TL/DR: Windows, dammit.
Backplot: The infrastructure at this one particular site has its origins in Engineers who know a whole lot about engineering but not so much about IT. So being the
cheap thrifty bunch that they are, they built their whole infrastructure with Linux. Linux DNS, Linux NIS, Linux DHCP. Then along came a nifty IT salesman who threw a lot of words around like "industry best practice" and convinced them that Windows was The Way Of The Future because Windows laptops are a fact of life even in this environment and getting a consistent handle on everything would be a good thing.
Implementing this Industry Best Practice would mean:
- a Windows AD, meaning
- Windows AD controller, meaning
- Windows DNS, so why not
- Windows DHCP, and
- IDMU to provide pseudo-NIS to the Linux systems, so why not go the whole hog and do
- Kerberos for Linux nodes so everyone has a consistent username and password everywhere.
Well people in suits like phrases like Industry Best Practice and the go was given, and along comes Your Hero to implement this Best Practice. And aside from some stupid things, progress is made. Active Directory is Active Directoring, all Windows systems which are not Home-strength are joined to the domain, the legacy NIS is imported into AD and then all Linux nodes are joined to the domain, DHCP is converted, and everyone starts using the new infrastructure.
And life is good.
Until it comes time to clean up the old infrastructure.
The old DHCP server got turned off when the Windows one was provisioned. Provisioning it was a bit of a pain, because these Engineers like the idea of reservation-only DHCP scopes. So all the reservations had to be extracted from the existing server, translated into Windows-speak, and imported there.
There are two DHCP servers, both with identical views of the world -- a list of reservations (which match) and no freely available IPs. Since there is really no dynamic information to store, there is no HA or clustering between the two DHCP servers.
Same with the DNS, Since everything was statically entered, it had to be all statically entered again. (A couple times, actually, since the first import didn't make a static entry, but that's Your Hero's fault.)
Even the NIS import worked fairly well, if rather clumsily. Your Hero is frankly impressed that it worked at all.
So to recap: the DHCP servers are turned off.
So that the AD migration can be done, the DHCP scopes are pointed to the new servers and the world is rebooted.
Migration to the NIS servers happens as part of the Kerberos migration, and exposes some weaknesses in the Engineer's network theory. See, they discovered that NIS servers and domain names are something that can be fed to Linux hosts as DHCP options. Which is a FANTASTIC idea, until you are doing a transition and some systems are on the old name/servers, and some are on the new name/servers. Which means every time you do a system conversion you have to whack the DHCP lease for that system to explicitly add the NIS domain and servers.

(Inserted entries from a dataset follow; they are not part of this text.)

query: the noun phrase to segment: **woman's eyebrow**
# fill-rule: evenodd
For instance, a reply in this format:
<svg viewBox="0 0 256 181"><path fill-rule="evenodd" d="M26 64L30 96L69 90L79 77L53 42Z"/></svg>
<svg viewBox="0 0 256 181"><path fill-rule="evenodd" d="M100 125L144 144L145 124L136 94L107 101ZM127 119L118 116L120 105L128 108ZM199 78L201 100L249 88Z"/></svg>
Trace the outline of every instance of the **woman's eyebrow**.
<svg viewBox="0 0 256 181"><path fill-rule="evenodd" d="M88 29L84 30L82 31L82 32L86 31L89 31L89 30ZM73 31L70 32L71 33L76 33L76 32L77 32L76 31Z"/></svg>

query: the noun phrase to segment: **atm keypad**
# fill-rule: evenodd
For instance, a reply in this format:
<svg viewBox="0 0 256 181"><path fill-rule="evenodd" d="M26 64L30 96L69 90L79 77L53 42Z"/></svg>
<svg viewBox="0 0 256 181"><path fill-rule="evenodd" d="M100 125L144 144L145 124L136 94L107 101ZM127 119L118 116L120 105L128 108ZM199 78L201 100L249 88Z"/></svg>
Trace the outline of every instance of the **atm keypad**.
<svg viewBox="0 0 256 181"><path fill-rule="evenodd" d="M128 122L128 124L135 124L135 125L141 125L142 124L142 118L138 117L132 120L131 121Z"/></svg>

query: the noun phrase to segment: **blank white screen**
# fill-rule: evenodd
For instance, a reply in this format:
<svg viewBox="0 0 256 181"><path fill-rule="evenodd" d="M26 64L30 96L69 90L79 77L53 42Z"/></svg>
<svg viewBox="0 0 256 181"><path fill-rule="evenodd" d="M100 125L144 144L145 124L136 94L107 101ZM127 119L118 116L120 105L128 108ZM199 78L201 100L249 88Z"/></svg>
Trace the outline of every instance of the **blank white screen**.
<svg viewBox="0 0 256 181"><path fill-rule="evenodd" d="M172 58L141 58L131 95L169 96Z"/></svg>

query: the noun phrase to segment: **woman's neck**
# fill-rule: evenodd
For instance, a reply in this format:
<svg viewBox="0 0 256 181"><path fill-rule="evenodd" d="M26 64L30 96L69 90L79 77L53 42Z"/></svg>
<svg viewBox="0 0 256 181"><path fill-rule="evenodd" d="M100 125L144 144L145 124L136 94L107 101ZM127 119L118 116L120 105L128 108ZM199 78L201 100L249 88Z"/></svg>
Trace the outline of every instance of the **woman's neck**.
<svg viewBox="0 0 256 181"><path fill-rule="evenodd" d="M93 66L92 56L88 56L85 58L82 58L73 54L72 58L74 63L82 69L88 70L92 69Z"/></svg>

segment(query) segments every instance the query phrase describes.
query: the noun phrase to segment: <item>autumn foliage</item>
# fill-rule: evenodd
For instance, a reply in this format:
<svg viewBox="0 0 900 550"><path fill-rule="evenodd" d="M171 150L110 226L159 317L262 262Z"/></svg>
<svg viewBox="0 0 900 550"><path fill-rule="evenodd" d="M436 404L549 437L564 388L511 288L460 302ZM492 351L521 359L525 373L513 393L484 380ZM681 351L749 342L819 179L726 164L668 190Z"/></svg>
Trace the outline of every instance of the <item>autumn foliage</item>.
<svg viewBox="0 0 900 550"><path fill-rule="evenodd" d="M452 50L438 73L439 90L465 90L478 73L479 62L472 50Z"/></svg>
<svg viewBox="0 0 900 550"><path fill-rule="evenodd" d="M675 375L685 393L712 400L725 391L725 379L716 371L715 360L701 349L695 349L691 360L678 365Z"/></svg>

Or hilarity ensues.
Pro tip: just because you CAN put something in DHCP doesn't mean that you SHOULD.
Anyways. Everyone is converted and the NIS servers are turned off.

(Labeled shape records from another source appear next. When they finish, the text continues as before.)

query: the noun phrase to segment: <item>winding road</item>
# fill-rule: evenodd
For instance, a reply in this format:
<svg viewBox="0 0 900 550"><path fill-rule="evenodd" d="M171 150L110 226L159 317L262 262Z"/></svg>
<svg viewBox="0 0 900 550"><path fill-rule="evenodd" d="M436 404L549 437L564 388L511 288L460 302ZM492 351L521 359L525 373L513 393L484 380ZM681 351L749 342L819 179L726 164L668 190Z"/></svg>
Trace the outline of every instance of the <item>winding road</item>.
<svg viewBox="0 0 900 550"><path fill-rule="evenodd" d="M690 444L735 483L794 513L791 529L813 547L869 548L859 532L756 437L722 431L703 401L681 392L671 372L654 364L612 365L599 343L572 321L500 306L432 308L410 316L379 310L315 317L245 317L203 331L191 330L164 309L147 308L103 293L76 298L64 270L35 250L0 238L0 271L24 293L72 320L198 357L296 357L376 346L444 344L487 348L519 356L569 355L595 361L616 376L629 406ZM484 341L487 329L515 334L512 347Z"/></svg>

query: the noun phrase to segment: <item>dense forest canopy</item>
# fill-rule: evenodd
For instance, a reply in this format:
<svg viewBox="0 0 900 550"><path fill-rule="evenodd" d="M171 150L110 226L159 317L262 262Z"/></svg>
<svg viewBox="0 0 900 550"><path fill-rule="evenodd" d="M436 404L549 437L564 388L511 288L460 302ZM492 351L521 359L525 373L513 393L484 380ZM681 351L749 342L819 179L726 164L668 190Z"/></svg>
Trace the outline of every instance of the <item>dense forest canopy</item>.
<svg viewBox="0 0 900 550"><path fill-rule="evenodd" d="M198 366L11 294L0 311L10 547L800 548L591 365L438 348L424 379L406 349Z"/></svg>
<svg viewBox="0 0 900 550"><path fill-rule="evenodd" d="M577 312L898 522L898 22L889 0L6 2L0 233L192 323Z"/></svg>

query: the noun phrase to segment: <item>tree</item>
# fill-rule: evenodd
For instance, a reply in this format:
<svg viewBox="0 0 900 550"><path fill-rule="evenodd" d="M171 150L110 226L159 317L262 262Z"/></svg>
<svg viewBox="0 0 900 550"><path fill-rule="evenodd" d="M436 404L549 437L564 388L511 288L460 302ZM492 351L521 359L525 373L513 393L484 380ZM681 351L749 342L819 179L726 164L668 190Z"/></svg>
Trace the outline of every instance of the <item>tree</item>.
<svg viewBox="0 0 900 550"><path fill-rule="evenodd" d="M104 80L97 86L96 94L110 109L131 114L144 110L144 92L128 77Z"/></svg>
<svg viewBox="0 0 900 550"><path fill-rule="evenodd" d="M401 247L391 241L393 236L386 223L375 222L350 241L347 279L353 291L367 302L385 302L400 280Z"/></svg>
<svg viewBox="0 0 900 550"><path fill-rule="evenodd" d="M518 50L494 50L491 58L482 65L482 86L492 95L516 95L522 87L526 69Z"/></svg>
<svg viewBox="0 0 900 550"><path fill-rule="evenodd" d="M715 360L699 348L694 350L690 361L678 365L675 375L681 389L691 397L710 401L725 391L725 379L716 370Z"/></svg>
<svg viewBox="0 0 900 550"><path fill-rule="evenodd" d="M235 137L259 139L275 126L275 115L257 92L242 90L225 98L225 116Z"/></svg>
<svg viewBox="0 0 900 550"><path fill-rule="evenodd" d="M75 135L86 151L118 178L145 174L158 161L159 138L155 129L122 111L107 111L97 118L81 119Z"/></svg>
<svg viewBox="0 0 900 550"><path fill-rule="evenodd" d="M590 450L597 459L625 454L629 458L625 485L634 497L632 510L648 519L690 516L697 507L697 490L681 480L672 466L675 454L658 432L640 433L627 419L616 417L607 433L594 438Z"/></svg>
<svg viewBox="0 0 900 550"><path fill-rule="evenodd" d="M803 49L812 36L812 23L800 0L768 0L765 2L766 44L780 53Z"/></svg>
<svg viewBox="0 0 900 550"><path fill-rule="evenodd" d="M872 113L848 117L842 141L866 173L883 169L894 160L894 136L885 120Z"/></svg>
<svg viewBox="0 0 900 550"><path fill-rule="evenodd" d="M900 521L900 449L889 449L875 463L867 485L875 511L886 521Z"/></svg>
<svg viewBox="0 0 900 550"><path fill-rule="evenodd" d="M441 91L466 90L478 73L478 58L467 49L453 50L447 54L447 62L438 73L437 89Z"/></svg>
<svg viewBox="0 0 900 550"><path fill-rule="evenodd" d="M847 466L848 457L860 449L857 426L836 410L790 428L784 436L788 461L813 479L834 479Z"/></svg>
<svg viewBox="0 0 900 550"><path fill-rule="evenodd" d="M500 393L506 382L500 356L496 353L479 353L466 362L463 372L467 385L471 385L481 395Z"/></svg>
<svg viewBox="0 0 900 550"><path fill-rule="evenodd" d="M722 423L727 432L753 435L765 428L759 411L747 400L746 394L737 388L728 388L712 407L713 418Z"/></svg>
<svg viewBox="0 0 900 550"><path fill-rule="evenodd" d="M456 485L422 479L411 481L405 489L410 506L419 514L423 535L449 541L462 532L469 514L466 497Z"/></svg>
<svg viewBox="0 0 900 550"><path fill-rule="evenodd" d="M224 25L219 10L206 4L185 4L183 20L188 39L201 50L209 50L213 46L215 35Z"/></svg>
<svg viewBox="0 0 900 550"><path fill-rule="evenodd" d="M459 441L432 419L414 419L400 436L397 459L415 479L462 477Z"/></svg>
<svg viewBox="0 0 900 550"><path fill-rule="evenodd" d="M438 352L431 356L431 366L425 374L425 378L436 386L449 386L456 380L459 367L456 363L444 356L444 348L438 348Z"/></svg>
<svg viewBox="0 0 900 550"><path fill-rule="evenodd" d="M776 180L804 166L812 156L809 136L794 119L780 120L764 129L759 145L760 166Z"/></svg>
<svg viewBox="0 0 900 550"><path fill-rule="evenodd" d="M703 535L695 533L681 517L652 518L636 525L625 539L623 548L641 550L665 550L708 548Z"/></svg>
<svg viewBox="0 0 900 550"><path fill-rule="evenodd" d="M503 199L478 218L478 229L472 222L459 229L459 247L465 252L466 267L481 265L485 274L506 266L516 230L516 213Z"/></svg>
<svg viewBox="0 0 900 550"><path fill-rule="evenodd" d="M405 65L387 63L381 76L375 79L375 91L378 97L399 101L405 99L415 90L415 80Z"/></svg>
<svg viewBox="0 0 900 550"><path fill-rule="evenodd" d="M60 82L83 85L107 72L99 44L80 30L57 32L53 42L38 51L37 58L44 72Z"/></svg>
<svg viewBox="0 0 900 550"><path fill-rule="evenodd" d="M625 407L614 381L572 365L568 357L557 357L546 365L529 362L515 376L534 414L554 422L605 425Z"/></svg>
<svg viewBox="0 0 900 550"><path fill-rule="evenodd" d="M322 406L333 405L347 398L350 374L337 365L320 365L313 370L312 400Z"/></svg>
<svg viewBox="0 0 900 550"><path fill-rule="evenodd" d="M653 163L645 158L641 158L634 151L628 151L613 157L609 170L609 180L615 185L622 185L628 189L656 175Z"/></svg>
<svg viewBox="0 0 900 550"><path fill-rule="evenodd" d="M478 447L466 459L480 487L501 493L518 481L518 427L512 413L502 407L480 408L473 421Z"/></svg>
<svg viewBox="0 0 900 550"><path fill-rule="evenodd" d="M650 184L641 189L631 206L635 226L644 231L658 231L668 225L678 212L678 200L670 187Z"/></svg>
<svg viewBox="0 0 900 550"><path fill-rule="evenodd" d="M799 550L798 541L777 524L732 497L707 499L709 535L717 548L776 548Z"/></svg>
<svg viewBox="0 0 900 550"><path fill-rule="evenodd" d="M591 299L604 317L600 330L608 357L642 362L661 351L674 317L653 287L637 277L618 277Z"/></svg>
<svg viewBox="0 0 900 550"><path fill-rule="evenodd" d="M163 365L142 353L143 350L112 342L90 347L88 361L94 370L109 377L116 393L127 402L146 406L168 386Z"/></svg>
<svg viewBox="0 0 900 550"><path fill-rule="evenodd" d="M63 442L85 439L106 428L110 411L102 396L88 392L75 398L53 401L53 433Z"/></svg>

The final step before Your Hero can mosey on into the sunset and pour himself a cold, stiff drink is to turn off the DNS server. This he does.
The next day, Your Hero starts getting phone calls from this site. The internet is not available! Well it is for some people. But not people with Important Computers.

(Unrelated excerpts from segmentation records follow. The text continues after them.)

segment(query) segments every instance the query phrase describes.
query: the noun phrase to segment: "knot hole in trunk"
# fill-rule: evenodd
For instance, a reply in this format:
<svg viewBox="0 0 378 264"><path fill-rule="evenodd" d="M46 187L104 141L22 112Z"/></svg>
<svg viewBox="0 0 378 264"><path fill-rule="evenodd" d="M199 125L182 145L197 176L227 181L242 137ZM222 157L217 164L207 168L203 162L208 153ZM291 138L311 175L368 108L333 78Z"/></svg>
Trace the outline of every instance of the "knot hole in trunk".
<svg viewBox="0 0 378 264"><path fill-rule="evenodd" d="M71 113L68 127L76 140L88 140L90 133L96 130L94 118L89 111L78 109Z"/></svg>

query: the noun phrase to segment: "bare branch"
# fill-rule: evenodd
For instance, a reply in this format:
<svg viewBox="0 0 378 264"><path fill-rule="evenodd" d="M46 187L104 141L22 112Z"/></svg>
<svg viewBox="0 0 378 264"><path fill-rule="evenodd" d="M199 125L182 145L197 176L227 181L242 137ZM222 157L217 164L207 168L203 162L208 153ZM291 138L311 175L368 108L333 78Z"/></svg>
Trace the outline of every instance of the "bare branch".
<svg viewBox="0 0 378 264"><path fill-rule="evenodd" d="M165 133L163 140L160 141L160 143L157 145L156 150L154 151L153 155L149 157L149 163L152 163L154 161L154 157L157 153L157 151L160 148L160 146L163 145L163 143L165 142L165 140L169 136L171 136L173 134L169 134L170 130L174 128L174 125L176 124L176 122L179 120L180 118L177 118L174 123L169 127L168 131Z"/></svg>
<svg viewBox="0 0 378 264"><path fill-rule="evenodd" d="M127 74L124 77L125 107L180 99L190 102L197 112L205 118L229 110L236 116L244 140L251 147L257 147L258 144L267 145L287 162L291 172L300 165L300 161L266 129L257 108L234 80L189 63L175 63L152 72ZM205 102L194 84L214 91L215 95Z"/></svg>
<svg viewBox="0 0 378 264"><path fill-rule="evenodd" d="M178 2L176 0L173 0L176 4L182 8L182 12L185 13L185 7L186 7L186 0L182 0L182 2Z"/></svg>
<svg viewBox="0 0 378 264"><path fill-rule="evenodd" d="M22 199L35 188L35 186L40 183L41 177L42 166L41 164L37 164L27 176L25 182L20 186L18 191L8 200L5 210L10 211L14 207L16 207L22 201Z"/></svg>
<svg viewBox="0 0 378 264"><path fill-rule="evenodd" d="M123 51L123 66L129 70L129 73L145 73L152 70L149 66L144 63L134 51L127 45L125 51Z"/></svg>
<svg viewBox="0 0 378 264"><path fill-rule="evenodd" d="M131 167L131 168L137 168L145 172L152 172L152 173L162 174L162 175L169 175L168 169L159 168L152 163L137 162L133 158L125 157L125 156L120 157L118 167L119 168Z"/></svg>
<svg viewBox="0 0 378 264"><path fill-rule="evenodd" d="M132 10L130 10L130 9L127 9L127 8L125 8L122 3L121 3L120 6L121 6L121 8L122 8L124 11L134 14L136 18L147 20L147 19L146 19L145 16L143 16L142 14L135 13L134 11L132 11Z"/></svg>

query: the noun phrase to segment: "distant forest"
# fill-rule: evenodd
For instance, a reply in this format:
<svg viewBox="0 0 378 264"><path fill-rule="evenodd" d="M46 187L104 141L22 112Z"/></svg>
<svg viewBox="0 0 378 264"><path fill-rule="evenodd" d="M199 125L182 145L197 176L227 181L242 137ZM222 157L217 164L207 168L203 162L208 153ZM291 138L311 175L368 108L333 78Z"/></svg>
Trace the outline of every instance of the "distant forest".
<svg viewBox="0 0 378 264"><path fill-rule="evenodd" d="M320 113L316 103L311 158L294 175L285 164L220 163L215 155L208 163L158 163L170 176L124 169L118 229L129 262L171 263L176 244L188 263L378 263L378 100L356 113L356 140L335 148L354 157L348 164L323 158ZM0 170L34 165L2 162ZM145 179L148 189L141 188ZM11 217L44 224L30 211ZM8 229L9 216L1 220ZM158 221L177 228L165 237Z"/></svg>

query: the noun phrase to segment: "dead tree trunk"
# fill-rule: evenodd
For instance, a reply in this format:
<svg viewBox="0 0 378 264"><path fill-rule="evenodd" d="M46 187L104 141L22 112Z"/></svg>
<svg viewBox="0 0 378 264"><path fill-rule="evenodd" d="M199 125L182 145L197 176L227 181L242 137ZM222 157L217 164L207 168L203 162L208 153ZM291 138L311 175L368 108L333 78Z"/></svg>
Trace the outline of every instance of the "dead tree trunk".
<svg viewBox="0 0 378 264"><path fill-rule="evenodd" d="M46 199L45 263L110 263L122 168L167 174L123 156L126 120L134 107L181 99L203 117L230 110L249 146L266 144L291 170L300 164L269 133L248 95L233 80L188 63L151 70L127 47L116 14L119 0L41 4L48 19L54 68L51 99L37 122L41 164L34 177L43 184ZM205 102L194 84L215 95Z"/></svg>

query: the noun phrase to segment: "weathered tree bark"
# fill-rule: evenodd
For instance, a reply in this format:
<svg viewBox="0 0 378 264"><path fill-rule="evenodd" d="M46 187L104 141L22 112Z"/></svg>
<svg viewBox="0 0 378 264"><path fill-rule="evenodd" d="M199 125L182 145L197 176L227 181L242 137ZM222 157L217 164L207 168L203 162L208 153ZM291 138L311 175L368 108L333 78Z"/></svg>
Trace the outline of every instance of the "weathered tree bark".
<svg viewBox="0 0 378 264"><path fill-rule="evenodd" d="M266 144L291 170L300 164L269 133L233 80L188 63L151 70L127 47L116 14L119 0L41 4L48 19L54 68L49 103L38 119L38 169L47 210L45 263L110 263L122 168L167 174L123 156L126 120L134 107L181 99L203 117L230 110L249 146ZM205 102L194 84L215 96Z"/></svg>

Working the troubleshooting tree (have you tried turning it off and on again?), Your Hero discovers:
- it is only Windows systems which are affected
- the only Windows systems affected are Domain members
- the problem is that the system can't do DNS resolution when they are not working
- when the system is in this state, an ipconfig /all shows that the affected computer has as its settings the OLD DNS server IPs -- and the DHCP server IP is correct
- hard-coding the DNS servers fixes the problem, but since some of these computers are laptops that get taken away periodically this isn't a solution that will scale
- the problem happens between 5 and 15 minutes after the system is turned on
- the problem sometimes goes away 30 minutes after that, and comes and goes
- an ipconfig /release /renew sometimes fixes the problem, but not permanently
- a reboot usually (but not always) fixes the problem, again not permanently
Now at this point it is important to note that Your Hero is a network/Linux guy, not a Windows guy. However he sees the writing on the wall that Windows is The Way Of The Immediate Future If He Wants To Continue Getting Paid, so here he is.
His tame Windows Guys found something on the internet where if DHCP services are moved between servers and scope changes happen at the same time, sometimes old values can remain in the active scope even though the management applications all show appropriate values. The Solution to this problem, is to delete the scopes, delete the service, reboot, reinstall, and rebuild the scopes.
Your Hero has just done this, and It Is Still Broken. I have no ending for this story, Your Hero just needs something else to do for a bit so that Windows computers don't get punched.